Opinión

Verano, todo sol y todo soledades

Sentado en un banco del parque contemplo la vida. Un desconocido me importuna: “Uno no tiene un perro, el perro lo tiene a uno”, me dice. El parque esta desierto; las madres han llevado a sus hijos a la playa, a tatuarse melanomas; y el perro se ha acercado a saludarme: le correspondo dándole a olisquear el dorso de mi mano. “Las personas a las que nos gustan los animales tenemos una sensibilidad especial”, prosigue el desconocido; el perro sigue de largo analizando orinas con su hocico y su dueño, por si el estío no fuera ya asfixiante, sigue dándome la brasa: “Las mascotas necesitan de nuestros cuidados también en vacaciones”.

No me gustan los caniches que llevan vida de humanos. Los siete mejores amigos que tuve a lo largo de mi vida tenían la envergadura de un pastor alemán, jamás les cedí mi cama y siempre respeté su espacio para que pudieran recuperarse de mis perradas. Haber probado su vida, no quita que ellos no supieran que eran perros. 

Tampoco me gustan los hombres de diseño. El menda que me dirige la palabra va hecho un príncipe de tales: shorts ajustados, mocasines de piel roja, camiseta de grumete y andar de mira que mono. Un poema (que avergonzaría a García Lorca). Apesta a despecho: tuvo pleitos con su exnovio, me cuenta, a causa de la custodia del caniche: “Errar es de humanos –dramatiza- perdonar es de perros”, y entre ademanes de náufrago y berridos de hombre al agua se va a todo escandalizar porque al chucho le ha dado por mascar unos yerbajos. 

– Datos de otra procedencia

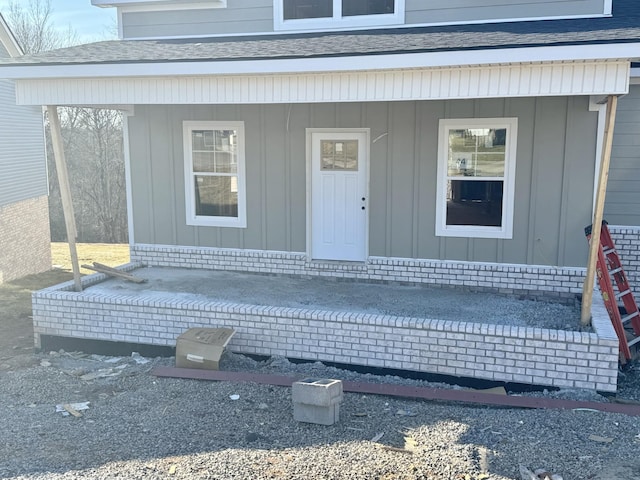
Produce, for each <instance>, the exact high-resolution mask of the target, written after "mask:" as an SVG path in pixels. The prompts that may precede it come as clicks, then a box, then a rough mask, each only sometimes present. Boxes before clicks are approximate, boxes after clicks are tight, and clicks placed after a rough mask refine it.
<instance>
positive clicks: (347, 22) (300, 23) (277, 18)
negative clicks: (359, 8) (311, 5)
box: [273, 0, 405, 31]
mask: <svg viewBox="0 0 640 480" xmlns="http://www.w3.org/2000/svg"><path fill="white" fill-rule="evenodd" d="M283 2H284V0H273V28H274V30H276V31H277V30H303V31H313V30H333V29H344V28H357V27H375V26H384V25H401V24H403V23H404V8H405V7H404V4H405V0H394V2H395V3H394V13H392V14H381V15H357V16H352V17H343V16H342V0H333V17H331V18H302V19H296V20H285V19H284V9H283Z"/></svg>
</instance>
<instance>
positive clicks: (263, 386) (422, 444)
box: [0, 352, 640, 480]
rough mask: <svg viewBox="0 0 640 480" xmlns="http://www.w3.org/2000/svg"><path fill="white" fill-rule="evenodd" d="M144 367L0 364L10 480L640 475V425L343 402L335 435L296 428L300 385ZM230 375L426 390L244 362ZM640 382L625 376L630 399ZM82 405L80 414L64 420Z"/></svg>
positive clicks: (2, 451) (5, 447)
mask: <svg viewBox="0 0 640 480" xmlns="http://www.w3.org/2000/svg"><path fill="white" fill-rule="evenodd" d="M144 361H145V359H141V358H132V357H124V358H120V359H114V358H109V357H98V356H88V355H83V354H74V353H64V352H62V353H55V354H42V355H22V356H18V357H15V358H14V359H12V360H11V361H10V362H9V363H6V364H0V438H1V439H0V452H1V453H0V477H2V478H12V479H27V478H28V479H78V478H105V479H106V478H109V479H111V478H114V479H115V478H118V479H138V478H140V479H142V478H144V479H165V478H168V479H438V480H440V479H443V480H445V479H447V480H449V479H451V480H492V479H493V480H499V479H518V480H519V479H520V478H521V476H520V473H519V465H520V464H522V465H524V466H526V467H527V468H529V469H531V470H535V469H538V468H543V469H546V470H548V471H550V472H552V473H555V474H559V475H561V476H562V478H564V480H574V479H575V480H577V479H580V480H586V479H590V480H596V479H597V480H605V479H606V480H613V479H615V480H631V479H636V480H637V479H638V478H640V461H639V460H638V458H639V457H640V455H639V454H640V417H631V416H625V415H621V414H608V413H601V412H595V411H582V410H581V411H571V410H569V411H560V410H525V409H507V408H496V407H482V406H480V407H478V406H468V405H463V404H445V403H435V402H428V401H411V400H404V399H398V398H391V397H383V396H364V395H361V394H355V393H346V394H345V396H344V401H343V402H342V405H341V411H340V413H341V415H340V416H341V419H340V422H339V423H337V424H336V425H334V426H329V427H327V426H320V425H313V424H304V423H298V422H295V421H294V420H293V416H292V404H291V390H290V388H285V387H273V386H265V385H256V384H234V383H230V382H206V381H195V380H183V379H169V378H157V377H154V376H152V375H151V374H150V373H149V372H150V370H151V369H152V368H153V367H154V366H171V365H173V361H174V360H173V359H172V358H158V359H149V362H148V363H138V362H144ZM221 369H224V370H239V371H254V372H262V373H278V374H285V375H303V376H313V377H322V378H325V377H326V378H339V379H343V380H355V381H385V382H396V383H407V384H419V382H416V381H412V380H405V379H400V378H398V377H385V378H381V377H375V376H372V375H361V374H356V373H353V372H347V371H343V370H337V369H335V368H331V367H326V366H324V365H322V364H317V363H316V364H306V365H293V364H291V363H289V362H288V361H287V360H286V359H271V360H268V361H264V362H260V363H258V362H255V361H253V360H251V359H248V358H246V357H243V356H240V355H234V354H225V355H224V356H223V359H222V362H221ZM638 378H640V375H639V374H638V372H637V371H635V370H633V368H632V369H631V370H629V371H628V373H627V380H626V385H628V386H629V388H628V392H627V393H626V397H627V398H634V396H635V398H636V399H638V398H637V392H638V390H637V386H638V385H637V384H636V383H634V382H636V381H637V379H638ZM232 395H238V396H239V399H238V400H232V399H231V398H230V397H231V396H232ZM546 395H555V396H561V397H564V398H577V399H589V400H593V399H595V400H602V401H606V400H605V399H603V398H602V397H599V396H598V395H596V394H595V393H589V392H579V391H565V392H555V393H546ZM234 398H235V397H234ZM78 402H89V403H88V405H86V406H88V408H87V409H86V410H78V414H81V415H82V416H78V417H75V416H73V415H68V416H63V414H62V413H60V412H56V405H57V404H70V403H78ZM76 407H77V408H78V409H80V408H82V405H76ZM527 480H529V479H527Z"/></svg>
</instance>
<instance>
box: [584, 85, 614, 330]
mask: <svg viewBox="0 0 640 480" xmlns="http://www.w3.org/2000/svg"><path fill="white" fill-rule="evenodd" d="M617 107H618V96H617V95H609V97H608V98H607V120H606V122H605V127H604V144H603V146H602V160H601V162H600V173H599V176H598V189H597V190H596V204H595V208H594V209H593V224H592V229H591V242H590V244H589V261H588V263H587V276H586V278H585V279H584V285H583V288H582V312H581V314H580V323H581V324H582V325H585V326H586V325H589V324H590V323H591V305H592V304H593V287H594V285H595V272H596V263H597V261H598V249H599V248H600V232H601V231H602V216H603V213H604V199H605V197H606V195H607V180H608V179H609V164H610V163H611V146H612V144H613V126H614V124H615V121H616V109H617Z"/></svg>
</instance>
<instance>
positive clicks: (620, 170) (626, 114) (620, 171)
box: [604, 85, 640, 226]
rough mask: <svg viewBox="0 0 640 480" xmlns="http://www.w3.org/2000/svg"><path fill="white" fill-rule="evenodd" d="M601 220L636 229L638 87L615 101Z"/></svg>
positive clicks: (637, 169) (632, 88) (639, 184)
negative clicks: (628, 93) (606, 187)
mask: <svg viewBox="0 0 640 480" xmlns="http://www.w3.org/2000/svg"><path fill="white" fill-rule="evenodd" d="M604 218H605V219H606V220H607V221H608V222H609V223H610V224H612V225H633V226H640V85H630V87H629V94H628V95H624V96H622V97H620V100H619V101H618V110H617V114H616V123H615V125H614V130H613V148H612V150H611V167H610V171H609V182H608V185H607V197H606V202H605V209H604Z"/></svg>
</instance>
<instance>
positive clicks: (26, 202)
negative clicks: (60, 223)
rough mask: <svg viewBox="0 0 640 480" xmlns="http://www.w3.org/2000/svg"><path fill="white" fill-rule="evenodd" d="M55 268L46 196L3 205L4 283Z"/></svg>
mask: <svg viewBox="0 0 640 480" xmlns="http://www.w3.org/2000/svg"><path fill="white" fill-rule="evenodd" d="M47 270H51V234H50V232H49V203H48V199H47V197H46V196H43V197H38V198H33V199H29V200H25V201H22V202H18V203H14V204H11V205H6V206H4V207H0V283H3V282H8V281H11V280H14V279H16V278H20V277H24V276H26V275H31V274H34V273H40V272H45V271H47Z"/></svg>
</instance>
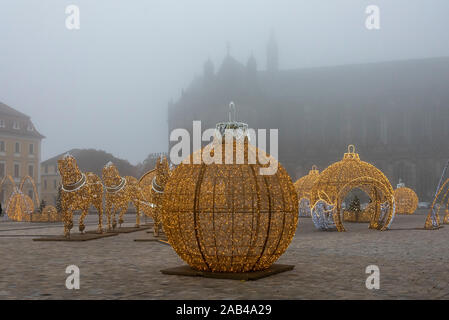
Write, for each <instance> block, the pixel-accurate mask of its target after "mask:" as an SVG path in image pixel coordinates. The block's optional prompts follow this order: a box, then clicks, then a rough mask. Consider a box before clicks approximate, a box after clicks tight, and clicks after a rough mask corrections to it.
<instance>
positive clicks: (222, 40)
mask: <svg viewBox="0 0 449 320" xmlns="http://www.w3.org/2000/svg"><path fill="white" fill-rule="evenodd" d="M69 4H75V5H78V6H79V8H80V11H81V30H77V31H69V30H67V29H66V28H65V19H66V14H65V7H66V6H67V5H69ZM369 4H375V5H378V6H379V7H380V10H381V30H379V31H368V30H367V29H365V26H364V22H365V18H366V14H365V8H366V6H367V5H369ZM448 10H449V1H447V0H425V1H424V0H404V1H403V0H371V1H362V0H338V1H337V0H301V1H300V0H290V1H287V0H272V1H269V0H252V1H249V0H223V1H218V0H188V1H187V0H176V1H175V0H158V1H153V0H133V1H125V0H72V1H65V0H43V1H33V0H1V1H0V101H1V102H3V103H6V104H8V105H10V106H11V107H13V108H16V109H18V110H19V111H21V112H24V113H26V114H28V115H30V116H31V118H32V120H33V122H34V124H35V125H36V127H37V128H38V130H39V131H40V132H41V133H42V134H44V135H45V136H46V137H47V138H46V139H44V141H43V150H42V158H43V159H44V160H45V159H47V158H49V157H51V156H54V155H56V154H58V153H62V152H65V151H67V150H69V149H71V148H96V149H103V150H106V151H108V152H111V153H113V154H114V155H115V156H118V157H120V158H124V159H128V160H129V161H130V162H131V163H133V164H136V163H137V162H140V161H142V160H143V159H144V158H145V157H146V156H147V154H148V153H150V152H159V151H167V150H166V148H167V122H166V107H167V103H168V101H169V100H170V99H173V100H174V101H176V100H177V99H178V97H179V95H180V92H181V90H182V88H185V87H187V86H188V84H189V83H190V81H191V80H192V79H193V78H194V76H195V75H198V74H201V73H202V68H203V63H204V61H205V60H206V59H207V58H210V59H211V60H212V61H213V62H214V64H215V68H216V69H217V68H218V67H219V65H220V63H221V61H222V59H223V57H224V56H225V53H226V43H227V42H229V43H230V46H231V55H232V56H234V57H235V58H236V59H237V60H239V61H241V62H243V63H246V61H247V59H248V57H249V55H250V54H251V53H253V54H254V56H255V58H256V60H257V64H258V68H259V69H264V68H265V47H266V43H267V41H268V38H269V35H270V33H271V30H274V32H275V35H276V38H277V42H278V46H279V58H280V59H279V65H280V68H281V69H290V68H303V67H312V66H323V65H339V64H349V63H362V62H375V61H385V60H396V59H401V60H402V59H411V58H424V57H436V56H449V42H448V30H449V19H447V13H448V12H449V11H448ZM230 99H232V97H230ZM217 120H224V119H217ZM203 129H204V128H203Z"/></svg>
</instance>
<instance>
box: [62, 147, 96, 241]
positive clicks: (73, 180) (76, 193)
mask: <svg viewBox="0 0 449 320" xmlns="http://www.w3.org/2000/svg"><path fill="white" fill-rule="evenodd" d="M58 169H59V174H60V175H61V179H62V188H61V207H62V212H63V220H64V235H65V236H66V237H69V236H70V230H71V229H72V228H73V211H75V210H81V216H80V219H79V231H80V232H81V233H83V232H84V229H85V225H84V218H85V217H86V215H87V213H88V210H89V206H90V205H91V204H92V205H93V206H94V207H95V208H96V209H97V211H98V229H97V232H99V233H102V232H103V228H102V223H103V221H102V220H103V184H102V183H101V180H100V178H99V177H98V176H97V175H95V174H93V173H91V172H86V173H83V172H81V171H80V169H79V168H78V165H77V163H76V159H75V158H74V157H73V156H71V155H69V154H67V155H65V156H64V157H63V158H62V159H60V160H58Z"/></svg>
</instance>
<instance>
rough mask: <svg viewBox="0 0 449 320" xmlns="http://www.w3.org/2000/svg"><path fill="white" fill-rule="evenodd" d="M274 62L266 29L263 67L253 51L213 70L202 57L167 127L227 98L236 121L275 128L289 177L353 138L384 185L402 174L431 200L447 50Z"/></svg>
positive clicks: (229, 55)
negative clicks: (386, 179)
mask: <svg viewBox="0 0 449 320" xmlns="http://www.w3.org/2000/svg"><path fill="white" fill-rule="evenodd" d="M278 63H279V62H278V49H277V45H276V41H275V39H274V37H272V38H270V41H269V44H268V46H267V66H266V70H261V71H258V70H257V63H256V61H255V59H254V57H250V58H249V60H248V62H247V64H246V66H245V65H244V64H242V63H240V62H238V61H237V60H235V59H234V58H233V57H232V56H231V55H229V54H228V55H226V57H225V58H224V60H223V63H222V64H221V66H220V68H219V69H218V70H217V71H216V72H214V71H213V65H212V71H211V66H210V65H211V64H212V63H211V62H210V61H209V62H207V63H206V66H205V68H204V70H205V72H204V76H203V79H201V78H197V79H195V80H194V81H193V82H192V84H191V85H190V87H189V88H188V89H187V90H185V91H184V92H183V95H182V97H181V98H180V99H179V101H177V102H174V103H170V104H169V108H168V128H169V132H171V130H173V129H175V128H185V129H188V130H189V131H190V132H191V131H192V121H193V120H201V121H202V129H203V130H204V129H207V128H213V127H214V126H215V124H216V123H217V122H219V121H223V120H226V119H227V112H228V109H227V105H228V104H229V102H230V101H234V102H235V103H236V105H237V119H238V120H241V121H245V122H247V123H248V124H249V126H250V127H252V128H255V129H256V128H266V129H270V128H278V129H279V140H280V141H279V160H280V161H281V163H282V164H283V165H284V166H285V167H286V168H287V170H288V171H289V173H290V174H291V176H292V178H293V179H296V178H299V177H301V176H303V175H305V174H307V173H308V171H309V169H310V168H311V166H312V165H313V164H316V165H317V166H318V167H319V169H320V170H323V169H324V168H325V167H327V166H328V165H329V164H331V163H333V162H335V161H338V160H341V158H342V156H343V153H344V152H345V151H346V147H347V145H348V144H354V145H355V146H356V148H357V150H356V151H357V152H358V153H359V154H360V157H361V159H362V160H365V161H368V162H370V163H373V164H374V165H376V166H377V167H379V168H380V169H381V170H382V171H383V172H385V173H386V175H387V176H388V178H389V179H390V181H391V183H392V184H393V185H396V184H397V182H398V181H399V178H401V179H402V180H403V181H404V182H405V183H406V185H407V186H409V187H411V188H413V189H415V190H416V191H417V193H418V196H419V197H420V199H421V201H424V200H427V201H429V200H430V199H431V198H432V196H433V193H434V192H435V188H436V184H437V183H438V179H439V176H440V174H441V171H442V168H443V166H444V164H445V162H446V160H447V159H448V158H449V143H448V142H449V57H443V58H431V59H416V60H408V61H393V62H380V63H369V64H356V65H344V66H335V67H319V68H304V69H297V70H279V69H278ZM273 75H275V76H273ZM204 79H207V81H204ZM171 145H173V142H172V143H171V144H170V146H171Z"/></svg>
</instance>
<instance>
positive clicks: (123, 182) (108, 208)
mask: <svg viewBox="0 0 449 320" xmlns="http://www.w3.org/2000/svg"><path fill="white" fill-rule="evenodd" d="M102 175H103V185H104V189H105V209H106V214H107V219H108V229H109V230H112V229H115V227H116V225H117V221H116V220H115V213H116V211H120V215H119V221H118V222H119V224H120V226H121V225H122V223H123V222H124V220H123V215H124V214H125V213H126V211H127V210H128V205H129V203H130V202H132V203H133V204H134V206H135V208H136V227H139V226H140V211H139V209H140V201H141V200H143V199H141V190H140V187H139V185H138V182H137V179H136V178H134V177H129V176H127V177H121V176H120V174H119V172H118V169H117V167H116V166H115V165H114V164H113V163H112V162H109V163H107V164H106V165H105V166H104V168H103V172H102Z"/></svg>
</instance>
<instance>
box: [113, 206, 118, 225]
mask: <svg viewBox="0 0 449 320" xmlns="http://www.w3.org/2000/svg"><path fill="white" fill-rule="evenodd" d="M115 211H116V208H115V206H114V207H113V208H112V229H115V228H116V227H117V220H115Z"/></svg>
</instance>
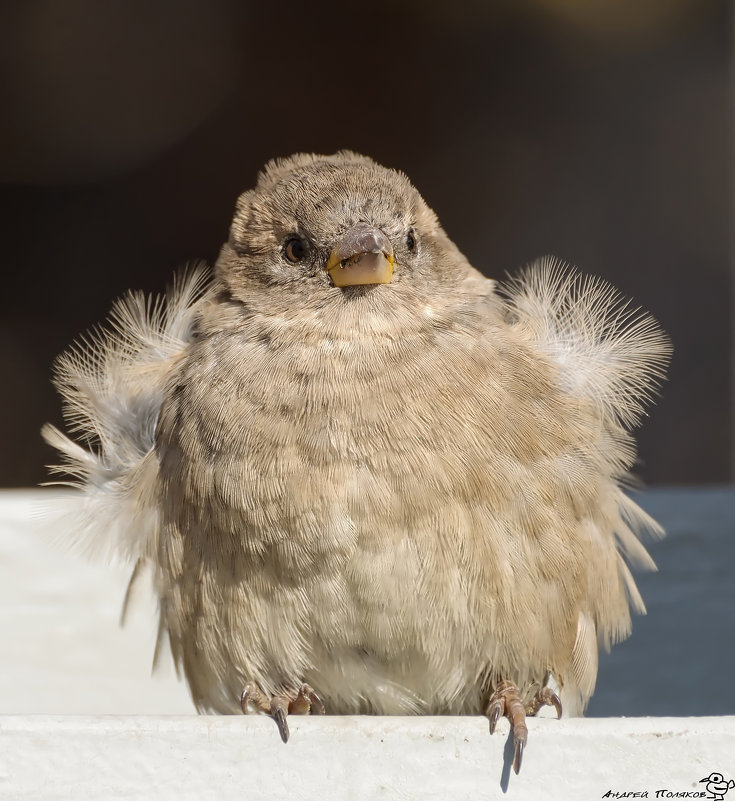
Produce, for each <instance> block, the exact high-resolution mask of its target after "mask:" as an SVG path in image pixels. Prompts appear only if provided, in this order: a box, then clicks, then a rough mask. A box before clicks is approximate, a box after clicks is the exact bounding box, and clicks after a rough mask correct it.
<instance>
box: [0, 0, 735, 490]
mask: <svg viewBox="0 0 735 801" xmlns="http://www.w3.org/2000/svg"><path fill="white" fill-rule="evenodd" d="M731 9H732V6H731V4H730V3H729V2H726V0H647V1H646V2H640V0H617V1H615V0H610V1H609V2H605V1H604V0H603V2H600V3H590V2H588V1H587V0H505V2H493V1H492V0H474V2H465V3H446V4H444V3H438V2H432V1H431V0H428V1H427V2H420V1H419V0H396V1H395V2H381V1H380V0H377V1H376V2H373V3H370V4H366V5H361V4H342V3H340V4H337V3H325V4H322V5H313V4H306V3H292V2H279V3H255V2H250V3H248V2H242V1H241V2H234V0H155V1H153V0H107V2H105V3H99V2H97V1H96V0H17V2H10V3H8V2H5V3H4V4H3V5H2V6H1V7H0V74H1V75H2V81H1V82H0V109H2V111H1V112H0V113H1V114H2V125H1V126H0V236H1V237H2V254H3V255H2V267H3V274H2V281H3V291H2V293H1V295H0V304H2V314H1V315H0V370H1V371H2V372H1V373H0V374H1V375H2V376H4V378H5V381H4V386H3V389H2V401H1V403H2V407H0V408H1V409H2V415H0V426H1V427H2V430H1V431H0V439H1V441H2V443H3V450H2V457H1V458H0V485H16V486H17V485H29V484H33V483H36V482H38V481H41V480H43V478H44V475H45V473H44V470H43V465H44V463H46V462H49V461H52V460H53V455H52V453H51V451H50V450H49V449H47V448H46V447H45V446H44V445H43V444H42V443H41V440H40V437H39V434H38V431H39V428H40V426H41V424H42V422H44V421H45V420H52V421H55V422H58V421H59V420H60V413H59V403H58V399H57V397H56V396H55V393H54V391H53V389H52V387H51V386H50V384H49V375H50V365H51V362H52V360H53V358H54V356H55V355H56V354H57V353H58V352H60V351H61V350H62V349H63V348H64V347H65V346H66V345H68V344H69V343H70V342H71V340H73V339H74V338H75V337H77V336H79V334H80V333H81V332H83V331H84V330H85V329H87V328H89V327H90V326H92V325H93V324H94V323H96V322H98V321H100V320H101V319H102V318H103V317H104V316H105V314H106V312H107V310H108V308H109V305H110V302H111V301H112V299H113V298H114V297H116V296H117V295H119V294H120V293H122V292H123V291H125V290H126V289H128V288H130V287H134V288H143V289H146V290H150V291H156V290H160V289H162V288H163V286H164V285H165V284H166V283H167V282H168V280H169V279H170V277H171V275H172V273H173V271H174V270H175V269H176V268H177V267H178V266H180V265H181V264H182V263H184V262H186V261H188V260H192V259H198V258H203V259H206V260H208V261H210V262H211V261H212V260H213V259H214V258H216V255H217V252H218V249H219V246H220V244H221V242H222V241H223V240H224V238H225V237H226V233H227V228H228V223H229V218H230V214H231V211H232V208H233V204H234V201H235V198H236V196H237V195H238V193H239V192H240V191H242V190H243V189H245V188H248V187H249V186H251V185H252V184H253V182H254V180H255V176H256V172H257V170H258V169H259V168H260V167H261V166H262V164H263V163H264V162H265V161H266V160H267V159H269V158H271V157H273V156H277V155H287V154H289V153H291V152H294V151H299V150H307V151H312V150H313V151H317V152H333V151H334V150H337V149H339V148H343V147H349V148H352V149H355V150H359V151H361V152H364V153H366V154H368V155H371V156H373V157H374V158H376V159H377V160H378V161H381V162H383V163H385V164H387V165H389V166H394V167H399V168H401V169H403V170H404V171H405V172H407V173H408V174H409V175H410V176H411V178H412V179H413V181H414V183H415V184H416V185H417V186H418V188H419V189H420V190H421V191H422V192H423V194H424V196H425V197H426V199H427V201H428V202H429V204H430V205H431V206H433V207H434V209H435V210H436V211H437V213H438V214H439V217H440V219H441V220H442V222H443V224H444V227H445V228H446V229H447V231H448V232H449V234H450V236H451V237H452V238H453V239H454V240H455V241H456V242H457V243H458V244H459V246H460V247H461V249H462V250H464V252H465V253H466V254H467V255H468V256H469V258H470V260H471V261H472V262H473V263H474V264H475V265H476V266H477V267H478V268H480V269H482V270H483V271H484V272H485V273H486V274H488V275H491V276H503V275H504V274H505V272H506V271H510V270H513V269H515V268H517V267H518V266H520V265H522V264H523V263H525V262H527V261H529V260H532V259H534V258H535V257H537V256H540V255H543V254H545V253H553V254H555V255H558V256H561V257H563V258H565V259H567V260H569V261H572V262H574V263H576V264H577V265H578V266H580V267H581V268H582V269H583V270H584V271H585V272H590V273H596V274H599V275H602V276H604V277H605V278H607V279H609V280H610V281H612V282H613V283H614V284H615V285H617V286H618V287H619V288H620V289H621V290H622V291H623V292H624V293H625V294H626V295H629V296H632V297H634V299H635V301H636V303H638V304H640V305H642V306H644V307H646V308H648V309H649V310H651V311H652V312H653V313H654V314H655V315H656V316H657V317H658V318H659V320H660V321H661V322H662V323H663V325H664V327H665V328H666V329H667V330H668V331H669V333H670V334H671V336H672V338H673V340H674V345H675V358H674V362H673V365H672V369H671V378H670V381H669V383H668V384H667V385H666V386H665V388H664V393H663V397H662V399H661V401H660V403H659V405H658V406H657V407H656V408H655V410H654V413H653V415H652V418H651V419H650V420H648V421H646V423H645V426H644V428H643V429H642V431H641V433H640V437H639V441H640V443H641V464H640V466H639V470H638V472H639V474H640V475H641V476H642V477H643V478H644V479H645V480H646V481H647V482H649V483H658V482H666V483H684V482H686V483H700V482H723V481H729V480H730V479H731V478H732V476H731V472H730V410H731V405H732V403H731V394H730V377H729V376H730V298H731V285H730V275H729V266H730V260H731V253H730V251H731V246H732V241H733V240H732V237H731V234H730V228H731V225H730V214H731V195H730V188H731V179H732V177H733V171H732V167H731V120H730V112H729V101H730V92H731V76H730V65H729V58H730V28H731V20H730V16H731Z"/></svg>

Salgo del parque. Hoy Lucifer ha preferido quedarse en el infierno para poder tomar el fresco. Camino hundido en mí mismo, tanteando las aceras menos calcinadas, recatándome en las sombras que resbalan de los edificios porque con la quimioterapia el sol produce manchas en la piel (para las manchas del alma no hay profilaxis que valga). El azar quiere que vuelva a toparme con aquel remilgado en una terraza: oculto tras unas Ray-ban, como si fuese un bolso de Prada exhibe su perrucho. A su lado, otro que tal baila, parece reprocharle algo. Éste de qué va, me digo ¡Y es que el otro va vestido de primera comunión! Dios los cría y ellos florecen, ironizo… Todo me molesta: cualquier motivo es bueno para hacerme sentir mal: la enfermedad me rebota contra el mundo. 

Sin poder contenerme, como cumple a un merodeador de desventuras (si no conoces la parte oscura del hombre, de qué diablos vas a escribir, me animo) trato de meter la oreja. “Te llamé –le dice el que va de palomita- porque tu padre no cesa de preguntar por ti; no creo que pueda resistir todo el verano, deberías entrar a visitarlo”. 

Y aquí viene cuando me matan: El que va vestido de blanco se levanta, “tengo que volver al trabajo”, dice; cruza la calle, pulsa un timbre y se pierde tras una puerta corredera. Trabaja justo enfrente. Sin duda forma parte del personal sanitario. Justo enfrente hay una residencia para ancianos.